State moves to help homeowners left uninsurable by wildfires

At least a half dozen homes burned near Geysers Rd & Red Winery Rd. in October 2019 (Sonoma Fire twitter)

California homeowners struggling to find or keep their insurance after several years of catastrophic wildfire seasons may get some relief from state Insurance Commissioner Ricardo Lara in 2020.

“In the wake of devastating wildfires, insurance non-renewals are on the rise across the state,” Lara said Thursday morning during a news conference. When homeowners lose their insurance, or are unable to get a policy due to the danger of wildfire, they can turn to the Fair Access to Insurance Requirements (FAIR) Plan — a state-mandated program for difficult-to-insure properties. “What we’ve been seeing is, essentially, insurance companies dropping folks, sending them to the FAIR Plan and the FAIR Plan not being a comprehensive product that consumers can rely on,” Lara said.

Starting April 1, the coverage limit will increase from $1.5 million to $3 million — a move that state officials say makes sense in California’s real estate market as homeowners often find that actual wildfire damage is exceeding their coverage. State law requires the FAIR Plan to offer a comprehensive homeowners policy as an “insurer of last resort.”
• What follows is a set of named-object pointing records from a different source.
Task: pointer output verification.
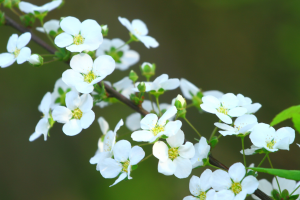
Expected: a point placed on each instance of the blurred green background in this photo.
(250, 47)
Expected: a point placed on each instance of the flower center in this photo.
(125, 166)
(89, 77)
(202, 195)
(77, 113)
(271, 144)
(16, 52)
(236, 188)
(157, 129)
(173, 153)
(222, 110)
(78, 39)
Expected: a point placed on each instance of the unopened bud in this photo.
(133, 76)
(36, 60)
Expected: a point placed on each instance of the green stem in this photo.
(263, 160)
(192, 126)
(275, 176)
(243, 146)
(157, 102)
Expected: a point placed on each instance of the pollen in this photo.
(173, 153)
(77, 113)
(16, 52)
(157, 129)
(78, 39)
(125, 166)
(236, 188)
(89, 77)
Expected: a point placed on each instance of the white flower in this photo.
(201, 151)
(225, 108)
(78, 37)
(43, 125)
(175, 157)
(200, 187)
(85, 73)
(139, 29)
(246, 102)
(124, 158)
(124, 57)
(242, 125)
(30, 8)
(51, 25)
(105, 143)
(16, 50)
(234, 181)
(77, 115)
(265, 136)
(285, 184)
(154, 128)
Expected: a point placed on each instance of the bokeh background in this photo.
(250, 47)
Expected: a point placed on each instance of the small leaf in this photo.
(288, 174)
(286, 114)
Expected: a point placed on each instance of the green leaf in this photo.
(288, 174)
(286, 114)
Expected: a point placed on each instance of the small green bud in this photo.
(133, 76)
(142, 87)
(148, 69)
(104, 30)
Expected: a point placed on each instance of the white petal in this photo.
(63, 40)
(122, 150)
(104, 65)
(183, 167)
(82, 63)
(12, 43)
(72, 127)
(167, 167)
(142, 136)
(61, 114)
(237, 172)
(136, 155)
(160, 151)
(187, 150)
(24, 55)
(110, 168)
(23, 40)
(70, 25)
(87, 119)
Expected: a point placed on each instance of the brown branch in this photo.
(117, 95)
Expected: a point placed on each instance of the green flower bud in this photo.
(133, 76)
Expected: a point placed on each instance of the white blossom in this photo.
(225, 107)
(139, 29)
(242, 125)
(235, 182)
(153, 128)
(124, 158)
(77, 36)
(123, 56)
(246, 102)
(85, 72)
(201, 151)
(265, 136)
(77, 115)
(51, 25)
(175, 158)
(200, 187)
(16, 50)
(43, 125)
(30, 8)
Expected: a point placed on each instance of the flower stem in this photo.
(275, 176)
(192, 126)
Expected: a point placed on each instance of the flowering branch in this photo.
(113, 93)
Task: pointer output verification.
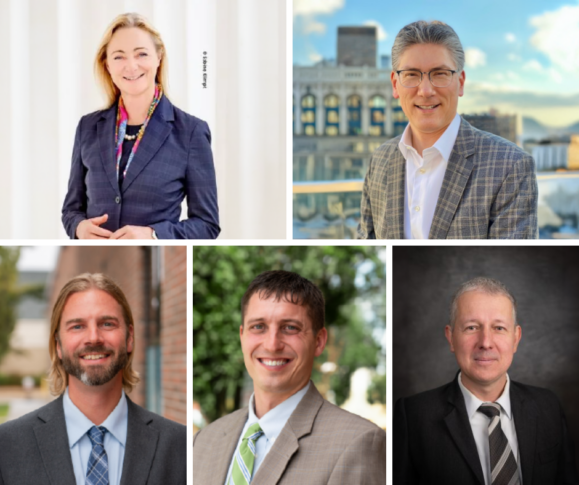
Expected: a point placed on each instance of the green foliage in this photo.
(222, 274)
(377, 390)
(11, 294)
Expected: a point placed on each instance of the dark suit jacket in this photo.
(173, 161)
(489, 191)
(320, 444)
(434, 444)
(34, 449)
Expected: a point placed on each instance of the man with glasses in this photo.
(443, 178)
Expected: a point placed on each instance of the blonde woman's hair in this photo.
(102, 74)
(57, 376)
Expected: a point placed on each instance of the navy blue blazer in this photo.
(173, 161)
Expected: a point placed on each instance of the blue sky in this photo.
(522, 56)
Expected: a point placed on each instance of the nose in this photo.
(485, 338)
(425, 88)
(273, 342)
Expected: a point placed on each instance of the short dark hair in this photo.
(290, 287)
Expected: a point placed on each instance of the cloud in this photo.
(556, 36)
(380, 32)
(475, 57)
(533, 65)
(316, 7)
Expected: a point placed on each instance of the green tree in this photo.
(11, 294)
(221, 276)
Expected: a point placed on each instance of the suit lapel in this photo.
(52, 440)
(455, 179)
(394, 216)
(526, 421)
(142, 442)
(155, 135)
(106, 137)
(286, 445)
(458, 425)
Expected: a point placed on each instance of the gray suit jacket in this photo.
(489, 191)
(35, 450)
(320, 444)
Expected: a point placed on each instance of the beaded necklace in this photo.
(121, 128)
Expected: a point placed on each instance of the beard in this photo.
(95, 375)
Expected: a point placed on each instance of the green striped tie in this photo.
(245, 456)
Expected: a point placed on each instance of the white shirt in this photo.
(271, 423)
(479, 424)
(77, 426)
(424, 176)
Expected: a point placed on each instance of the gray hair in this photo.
(423, 32)
(486, 285)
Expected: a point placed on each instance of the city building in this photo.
(154, 280)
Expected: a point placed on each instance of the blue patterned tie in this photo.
(97, 472)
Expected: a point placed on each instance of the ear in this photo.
(321, 340)
(130, 339)
(461, 79)
(448, 335)
(394, 80)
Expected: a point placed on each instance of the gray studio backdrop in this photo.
(545, 282)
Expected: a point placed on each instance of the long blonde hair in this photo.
(57, 376)
(100, 64)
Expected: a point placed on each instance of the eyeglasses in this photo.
(440, 78)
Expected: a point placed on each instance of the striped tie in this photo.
(245, 456)
(97, 472)
(504, 469)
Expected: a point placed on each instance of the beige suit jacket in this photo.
(320, 444)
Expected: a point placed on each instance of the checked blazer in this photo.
(433, 441)
(489, 191)
(173, 162)
(34, 449)
(320, 444)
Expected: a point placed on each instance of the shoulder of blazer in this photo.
(153, 420)
(487, 144)
(52, 410)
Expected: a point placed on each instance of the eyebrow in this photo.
(122, 52)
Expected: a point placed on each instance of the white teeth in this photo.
(273, 363)
(94, 357)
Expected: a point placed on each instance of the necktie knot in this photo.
(97, 435)
(490, 409)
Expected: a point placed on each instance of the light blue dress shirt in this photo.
(77, 426)
(271, 423)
Amy Bach, executive director of the insurance advocacy nonprofit United Policyholders, called it a “take all comers” policy. Her organization has been hearing from homeowners unable to find affordable insurance through traditional channels. “The good news is we do have a safety net in California,” Bach said. In addition to increased coverage limits, Lara has also pushed the FAIR Plan to provide additional transparency around their meetings, and to allow the participation of the state Department of Insurance.